Mythologie & Symbolik
Die Plejaden – auf Quechua als Collca (die Kornkammer oder das Lagerhaus) bekannt – gehörten zu den heiligsten astronomischen Objekten in der gesamten Inka-Welt. Ihr heliakischer Aufstieg am Himmel vor der Morgendämmerung im Juni wurde von speziell gestalteten Fenstern in Coricancha aus beobachtet und bestimmte den Zeitpunkt von Inti Raymi, dem großen Fest der Sonne. Andenbauern konsultieren im Juni immer noch die Plejaden: Ein heller, voller Cluster sagt eine reiche Ernte voraus; ein trübes oder verstreutes Erscheinungsbild warnt vor Dürre und Knappheit. Die Tiwanaku-Zivilisation vor den Inkas (600–1000 n. Chr.) richtete die Akapana-Pyramide auf den Aufstieg der Plejaden aus, was darauf hindeutet, dass diese astronomische Verehrung viel älter ist als die Inka selbst. In der Andenlegende sind die Plejaden sieben Schwestern, die auf die Erde herabstiegen und den Menschen die Kunst des Anbaus beibrachten – als sie in den Himmel zurückkehrten, hinterließen sie die Samen aller Nahrungspflanzen. Der Inka-Kalender, das Ceque-System und die Coricancha-Fensteranordnung zentrieren alle die Plejaden als den organisierenden Sternhaufen des landwirtschaftlichen und rituellen Jahres.

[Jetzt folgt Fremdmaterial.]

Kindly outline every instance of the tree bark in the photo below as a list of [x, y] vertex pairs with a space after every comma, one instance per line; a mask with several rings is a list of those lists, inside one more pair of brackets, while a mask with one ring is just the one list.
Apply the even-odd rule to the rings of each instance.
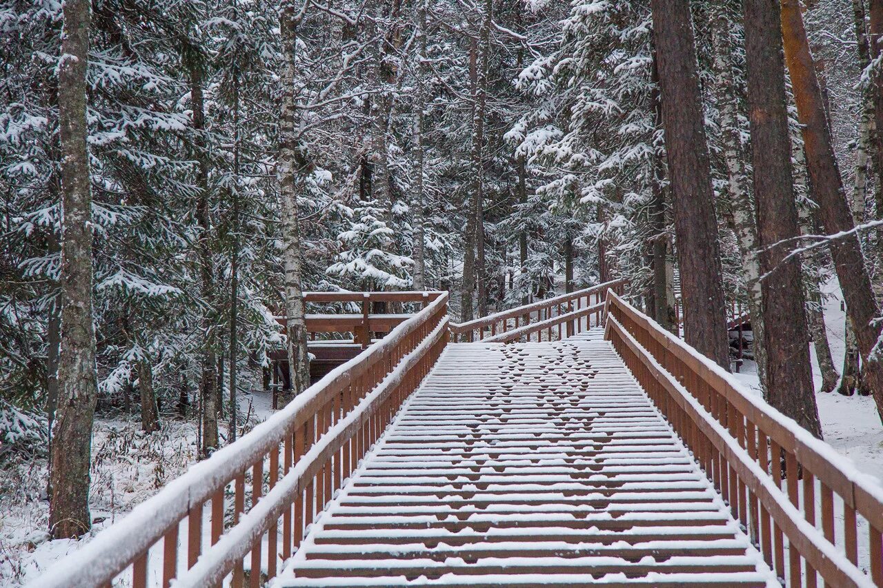
[[160, 415], [154, 390], [154, 370], [147, 359], [138, 362], [138, 391], [141, 397], [141, 430], [153, 433], [160, 430]]
[[[653, 117], [657, 127], [662, 127], [662, 102], [659, 92], [659, 68], [656, 54], [651, 71], [654, 87], [651, 93], [653, 104]], [[674, 290], [668, 296], [668, 272], [672, 268], [668, 263], [668, 235], [666, 223], [666, 191], [662, 187], [665, 179], [665, 162], [660, 156], [653, 157], [653, 200], [650, 202], [650, 230], [652, 232], [652, 256], [653, 268], [653, 317], [663, 328], [675, 335], [677, 315], [674, 305]]]
[[92, 318], [92, 191], [86, 143], [90, 18], [88, 0], [64, 3], [58, 65], [64, 308], [49, 498], [49, 532], [55, 539], [74, 538], [92, 527], [89, 464], [98, 373]]
[[[238, 11], [234, 4], [234, 20], [238, 20]], [[239, 320], [239, 59], [238, 44], [233, 56], [233, 249], [230, 260], [230, 442], [237, 436], [237, 376], [239, 357], [238, 320]]]
[[[872, 2], [872, 11], [875, 2]], [[797, 0], [782, 0], [781, 18], [785, 58], [791, 74], [807, 169], [813, 194], [818, 200], [819, 216], [828, 234], [851, 231], [855, 223], [834, 158], [831, 130], [825, 115], [825, 102]], [[880, 326], [874, 322], [879, 316], [879, 309], [861, 244], [853, 233], [830, 241], [829, 247], [846, 301], [847, 314], [856, 331], [866, 382], [872, 390], [878, 412], [883, 418], [883, 362], [879, 354], [873, 353], [880, 335]]]
[[564, 237], [564, 291], [573, 291], [573, 237]]
[[[879, 59], [880, 49], [883, 47], [883, 0], [869, 0], [868, 13], [868, 39], [871, 51], [869, 63], [876, 62]], [[861, 47], [861, 43], [859, 43]], [[876, 158], [873, 165], [876, 176], [875, 207], [877, 215], [883, 216], [883, 67], [879, 64], [871, 72], [871, 102], [873, 109], [873, 123], [872, 124], [872, 142], [873, 144]], [[883, 230], [877, 231], [878, 240], [883, 241]], [[878, 243], [878, 249], [881, 248], [883, 243]], [[881, 252], [878, 251], [878, 258]], [[880, 269], [880, 268], [878, 268]], [[849, 305], [849, 303], [847, 303]], [[859, 341], [861, 337], [858, 337]], [[859, 343], [861, 347], [861, 343]], [[864, 353], [864, 351], [862, 351]], [[875, 396], [876, 397], [876, 396]], [[879, 403], [878, 401], [878, 409]]]
[[780, 244], [797, 237], [799, 229], [776, 0], [746, 0], [744, 27], [754, 199], [760, 267], [766, 274], [761, 282], [766, 399], [821, 438], [800, 261], [785, 260], [789, 247]]
[[825, 315], [822, 313], [822, 295], [819, 289], [819, 279], [811, 274], [807, 276], [809, 283], [806, 288], [806, 312], [812, 335], [812, 345], [816, 348], [816, 359], [819, 362], [819, 371], [822, 374], [822, 392], [832, 392], [837, 387], [837, 369], [834, 366], [831, 357], [831, 345], [827, 340], [827, 328], [825, 325]]
[[472, 111], [472, 206], [475, 208], [475, 277], [479, 316], [487, 315], [487, 269], [485, 263], [485, 106], [487, 101], [487, 66], [491, 51], [494, 0], [485, 0], [479, 31], [479, 56]]
[[[517, 168], [518, 173], [518, 204], [527, 204], [527, 170], [524, 155], [518, 157]], [[523, 226], [518, 233], [518, 268], [521, 270], [522, 288], [527, 281], [527, 227]], [[528, 303], [528, 292], [525, 290], [521, 297], [521, 304]]]
[[193, 143], [198, 162], [196, 221], [200, 225], [197, 250], [200, 259], [200, 295], [206, 309], [202, 316], [202, 359], [200, 383], [201, 400], [202, 457], [218, 448], [217, 356], [215, 351], [215, 321], [210, 307], [215, 300], [215, 273], [211, 253], [211, 210], [208, 190], [208, 145], [205, 137], [205, 100], [202, 94], [203, 64], [195, 48], [187, 47], [186, 67], [190, 75], [190, 100], [193, 117]]
[[714, 192], [690, 6], [687, 0], [653, 0], [651, 6], [681, 268], [684, 339], [728, 370]]
[[298, 41], [298, 10], [293, 2], [285, 2], [280, 10], [280, 33], [284, 47], [285, 66], [281, 84], [283, 88], [282, 116], [279, 121], [279, 178], [282, 200], [283, 263], [284, 266], [285, 334], [288, 338], [288, 365], [294, 395], [310, 385], [310, 363], [306, 349], [306, 321], [301, 286], [303, 267], [300, 259], [300, 226], [298, 191], [301, 177], [312, 172], [313, 164], [298, 134], [298, 112], [294, 97], [297, 74], [295, 50]]
[[[477, 145], [475, 142], [475, 120], [477, 117], [476, 110], [478, 109], [478, 101], [476, 100], [478, 97], [477, 94], [479, 84], [478, 53], [478, 43], [474, 39], [472, 39], [472, 44], [469, 48], [469, 79], [472, 94], [472, 146], [470, 152], [470, 162], [472, 166], [475, 164], [474, 157]], [[478, 209], [475, 207], [477, 199], [475, 184], [478, 179], [474, 177], [474, 169], [472, 173], [473, 184], [471, 193], [464, 199], [464, 204], [466, 208], [466, 227], [465, 235], [464, 235], [463, 247], [463, 288], [460, 295], [461, 322], [472, 320], [475, 316], [474, 310], [472, 309], [472, 304], [475, 299], [475, 241], [476, 233], [478, 232]]]
[[424, 111], [426, 109], [426, 0], [414, 3], [414, 35], [417, 42], [417, 74], [414, 91], [414, 191], [411, 209], [413, 215], [414, 235], [414, 290], [426, 290], [426, 211], [424, 210], [423, 176], [426, 173], [426, 153], [423, 138]]
[[728, 196], [725, 216], [736, 234], [747, 290], [748, 312], [751, 319], [752, 351], [758, 366], [761, 389], [766, 389], [766, 353], [764, 347], [764, 317], [761, 311], [760, 260], [758, 259], [758, 225], [754, 203], [745, 187], [744, 153], [739, 129], [736, 89], [733, 80], [733, 45], [729, 31], [733, 22], [725, 10], [719, 10], [712, 20], [712, 44], [714, 46], [715, 99], [721, 112], [721, 141], [727, 164]]

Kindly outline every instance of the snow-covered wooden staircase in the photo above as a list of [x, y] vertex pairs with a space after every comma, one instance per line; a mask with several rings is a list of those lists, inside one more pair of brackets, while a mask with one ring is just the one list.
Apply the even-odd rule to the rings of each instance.
[[33, 588], [883, 588], [883, 487], [624, 286], [434, 293]]
[[277, 586], [766, 586], [602, 329], [449, 345]]

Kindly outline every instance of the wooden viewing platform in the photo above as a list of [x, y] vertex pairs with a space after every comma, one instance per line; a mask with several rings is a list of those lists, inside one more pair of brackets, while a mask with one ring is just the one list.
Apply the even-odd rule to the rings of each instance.
[[623, 287], [434, 293], [34, 587], [883, 586], [883, 487]]

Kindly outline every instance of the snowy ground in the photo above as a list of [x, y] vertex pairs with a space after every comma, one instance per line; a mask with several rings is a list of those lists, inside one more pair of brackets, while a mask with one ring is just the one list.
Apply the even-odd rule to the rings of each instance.
[[[269, 393], [239, 398], [246, 429], [271, 412]], [[222, 427], [226, 436], [226, 427]], [[149, 498], [196, 461], [198, 445], [192, 421], [163, 419], [153, 434], [140, 431], [137, 416], [95, 421], [93, 437], [90, 537]], [[85, 541], [49, 541], [46, 531], [47, 463], [40, 459], [0, 471], [0, 586], [19, 586]]]
[[[843, 366], [846, 325], [846, 315], [841, 309], [842, 295], [836, 280], [826, 284], [822, 291], [826, 295], [824, 310], [828, 343], [834, 366], [840, 370]], [[816, 400], [819, 403], [819, 416], [822, 421], [825, 441], [839, 453], [855, 462], [859, 470], [883, 481], [883, 425], [877, 415], [873, 399], [870, 396], [841, 396], [835, 392], [818, 392], [821, 387], [821, 373], [816, 361], [815, 350], [811, 347], [811, 351]], [[736, 376], [760, 394], [754, 362], [746, 360], [742, 373]]]

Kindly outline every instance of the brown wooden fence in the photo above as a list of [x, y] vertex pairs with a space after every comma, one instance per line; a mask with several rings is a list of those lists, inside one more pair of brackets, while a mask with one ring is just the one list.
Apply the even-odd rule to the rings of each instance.
[[619, 296], [607, 302], [606, 337], [787, 585], [883, 586], [876, 480]]
[[441, 294], [57, 564], [40, 585], [109, 586], [122, 577], [134, 588], [157, 578], [162, 586], [211, 586], [230, 576], [238, 587], [246, 557], [256, 572], [248, 585], [261, 585], [268, 579], [261, 561], [275, 576], [447, 341], [448, 296]]
[[502, 313], [488, 314], [462, 324], [451, 323], [451, 340], [511, 343], [562, 339], [604, 320], [604, 296], [608, 289], [620, 294], [627, 280], [613, 280], [597, 286], [562, 294]]

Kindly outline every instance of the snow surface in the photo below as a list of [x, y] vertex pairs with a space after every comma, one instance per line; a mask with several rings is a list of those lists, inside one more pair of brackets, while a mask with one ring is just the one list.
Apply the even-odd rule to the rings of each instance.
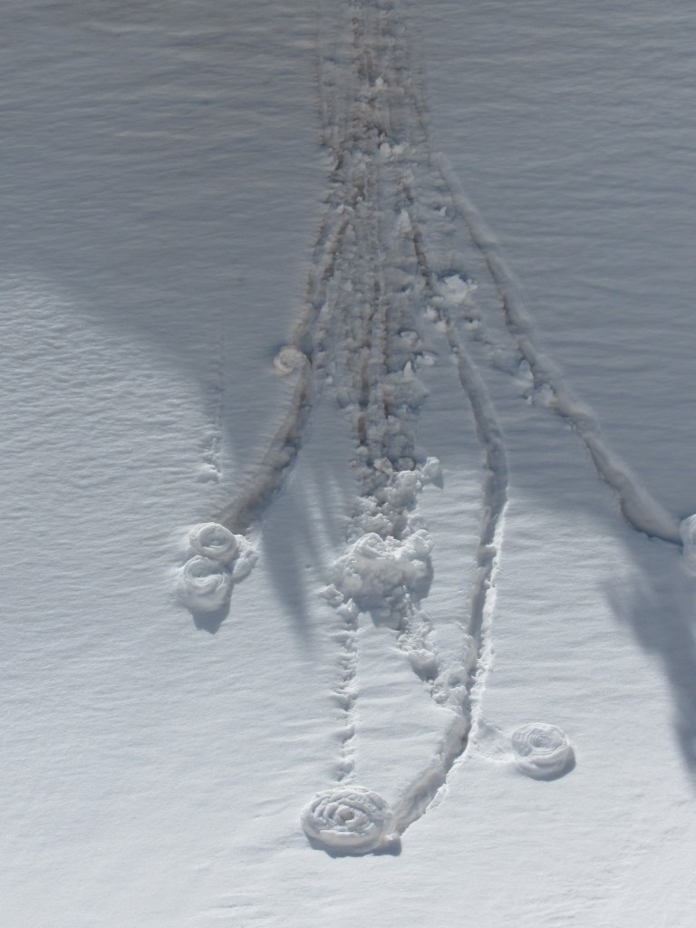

Dieses Zeichen in anderen Kulturen
Die Plejaden sind einer der allgemein anerkanntesten und am meisten verehrten Sternhaufen der Menschheitsgeschichte. In der japanischen Kultur werden die Plejaden Subaru genannt (was „sich versammeln“ oder „Einheit“ bedeutet) – ein Name, der ihre wesentliche Gemeinschaftsenergie auf den Punkt bringt. In der antiken griechischen Mythologie handelt es sich um die Sieben Schwestern, Töchter des Titanen Atlas, die von Zeus in den Himmel gesetzt wurden, um sie vor der Verfolgung durch Orion zu retten. Australische Aborigines aus vielen verschiedenen Sprachgruppen haben Traditionen, die mit den Plejaden als saisonalem Kalendermarker und einer Geschichte weiblicher Vorfahren verbunden sind. Die Māori von Aotearoa Neuseeland nennen sie Matariki – die winzigen Augen des Gottes Tāne oder die Augen des Gottes Matariki – und der heliakische Aufstieg des Matariki-Sternhaufens markiert das Māori-Neujahr. In Mesoamerika fürchteten die Azteken den Zenitdurchgang der Plejaden alle 52 Jahre und brachten in diesem Moment rituelle Opfergaben dar, um die Zerstörung der Welt zu verhindern. Das westliche Tierkreisäquivalent für diesen Datumsbereich – Fische – teilt Toctos Eigenschaften der Auflösung von Grenzen, des Gemeinschaftsgefühls und der spirituellen Sensibilität.